Anchorage-based telecom giant GCI reported a net loss of $8.9 million in the fourth quarter of 2015, but growth in managed broadband and consumer data boosted its revenue, the company announced Wednesday.
GCI's revenue grew to $241 million in the fourth quarter of 2015, up about 5 percent from the same time during 2014. The company's revenue for all of 2015 grew about 8 percent from 2014, to $979 million.
The company had a net loss of $26 million for all of 2015, compared to a net income of $59 million in 2014. GCI's earnings before interest, taxes, depreciation and amortization were $70.5 million in the fourth quarter of last year, about flat compared to the same time the year before.
"We finished 2015 on strong operational footing, which sets us up to capitalize on opportunities in 2016," said Ron Duncan, GCI's president and CEO, in a statement. "Our broadband data products continue to provide core growth and our new wireless roaming agreements secure an important revenue source for the long-term health of the company."
GCI plans to sell its urban wireless towers in 2016 in a sale and leaseback transaction so that another company will operate the towers. That will "support significant investments in a diverse fiber to the North Slope and continued expansion of our TERRA network," Duncan said.
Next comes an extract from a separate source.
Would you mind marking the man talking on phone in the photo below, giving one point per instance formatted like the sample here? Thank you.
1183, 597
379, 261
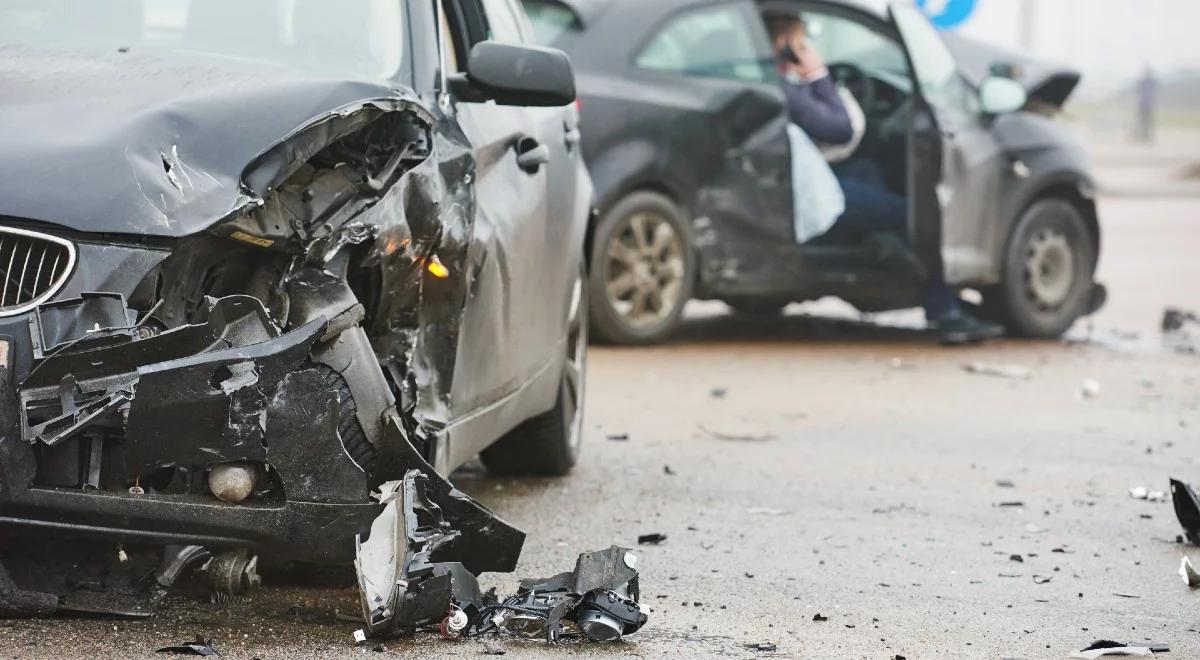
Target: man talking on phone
815, 105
Company spokesman David Morris wouldn't say to whom the company might sell the towers.
"The towers in and of themselves are their own business just in terms of maintaining them and keeping them," he said. "If we can avoid those types of distractions then we can focus on our core business … the cellular services provided because of the towers."
He said that part of the reason the company posted a loss last quarter and last year is that GCI is spending money on building out its wireless network in Alaska and also investing in its TERRA network, which serves rural Alaska.
Those managed broadband and consumer data areas of growth include distance education and telehealth services in rural Alaska as well as home Internet throughout the state. In the fourth quarter of 2015, revenue for the wireline -- cable Internet, cable TV and traditional telephone customers, as well as people who have cellphone plans with GCI -- consumer segment of GCI's business grew nearly 17 percent, to $89 million.
Revenue from businesses using GCI's services, however, fell about 11 percent between the fourth quarter of 2014 and the same time period in 2015. GCI attributes this drop to advertising.
"The substantial majority of these declines were from lower advertising revenues as compared to 2014," the company said in its earnings report, "which was a particularly strong year for political advertising in Alaska."
Morris said an enormous number of political ads in 2014, especially in the race between former Alaska U.S. Sen. Mark Begich and U.S. Sen. Dan Sullivan, appeared on Denali Media Holdings TV stations. Denali is owned by GCI.